Les prévisions sont vitales pour les communautés devant s’adapter à un climat de plus en plus instable avec des ressources limitées. Les premiers rapports d’évaluation du GIEC tendaient à se concentrer sur des modèles climatiques internationaux et des prévisions ne prenant pas en considération les conditions socio-économiques ou la vulnérabilité sous-jacente des communautés, écrit Saleemul Huq, l’un des principaux auteurs du GIEC.

« Ainsi, les impacts physiques déterminés par des modèles aux Pays-Bas ressemblent à ceux du Bangladesh, notamment parce que les deux pays partagent une topographie similaire, avec des deltas plats ; en réalité, il est probable que l’impact sur les habitants et les options dont ils disposent pour s’y adapter diffèrent grandement », a noté M. Huq dans un document d’information pour l’Institut international pour l’environnement et le développement (IIED).

« D’un point de vue technologique et financier, les Pays-Bas sont riches et peuvent s’adapter à l’élévation du niveau de la mer en édifiant des digues. Le Bangladesh, en revanche, n’a pas les moyens de construire des digues tout le long de sa côte, même s’il s’agissait de la meilleure solution d’adaptation ». Des rapports plus récents du GIEC ont opté pour « une vision plus détaillée des pays et régions les plus menacés par le changement climatique ».

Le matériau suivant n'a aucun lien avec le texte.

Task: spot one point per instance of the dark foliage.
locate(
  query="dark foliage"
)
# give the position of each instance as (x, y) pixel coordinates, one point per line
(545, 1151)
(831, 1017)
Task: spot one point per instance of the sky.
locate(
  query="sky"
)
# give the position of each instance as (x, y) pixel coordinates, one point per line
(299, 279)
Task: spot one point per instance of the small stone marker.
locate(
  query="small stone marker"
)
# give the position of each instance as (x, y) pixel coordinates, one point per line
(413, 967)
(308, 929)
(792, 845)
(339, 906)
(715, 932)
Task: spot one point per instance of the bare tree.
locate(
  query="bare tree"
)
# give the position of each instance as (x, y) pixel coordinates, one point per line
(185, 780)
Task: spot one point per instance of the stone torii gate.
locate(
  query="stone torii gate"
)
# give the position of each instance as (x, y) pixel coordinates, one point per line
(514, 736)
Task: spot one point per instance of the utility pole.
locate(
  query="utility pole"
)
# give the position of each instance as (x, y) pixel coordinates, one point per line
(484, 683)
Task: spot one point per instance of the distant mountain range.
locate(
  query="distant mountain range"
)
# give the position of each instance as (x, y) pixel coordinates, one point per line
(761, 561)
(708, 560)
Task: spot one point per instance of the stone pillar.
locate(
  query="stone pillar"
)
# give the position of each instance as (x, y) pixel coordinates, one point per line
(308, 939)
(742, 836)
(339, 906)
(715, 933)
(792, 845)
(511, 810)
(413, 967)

L’une des caractéristiques unique de la campagne africaine de CORDEX est que les climatologues africains vont rencontrer d’autres scientifiques africains qui étudient la vulnérabilité, l’adaptation et l’impact du changement climatique sur les peuples afin de traduire les données chiffrées du modèle en une série d’informations exploitables. Des experts du Bénin, du Burkina Faso, d’Éthiopie, du Ghana, du Kenya, du Malawi, du Niger, du Nigeria, du Sénégal, d’Afrique du Sud, du Swaziland, d’Ouganda, de Zambie et du Zimbabwe analyseront les données.

« Ces scientifiques [qui étudient l’impact humanitaire du changement climatique] savent par exemple quels sont les seuils qui, s’ils sont franchis plus fréquemment, peuvent avoir un impact néfaste sur les communautés et si les habitants d’une certaine région sont plus vulnérables à une période de cinq ou huit jours de précipitations continues », a dit M. Lennard.

« Nous nous réunissons afin que les scientifiques qui s’intéressent aux impacts puissent poser leurs questions aux climatologues, qui pourront ensuite analyser les résultats du modèle avec ces questions à l’esprit et leur fournir des informations qu’ils pourront exploiter ». Leurs réponses serviront également à l’analyse incluse dans le 5e rapport d’évaluation du GIEC, qui consacre quatre chapitres à l’adaptation. Le rapport précédent, publié en 2007, ne consacrait qu’un seul chapitre au sujet.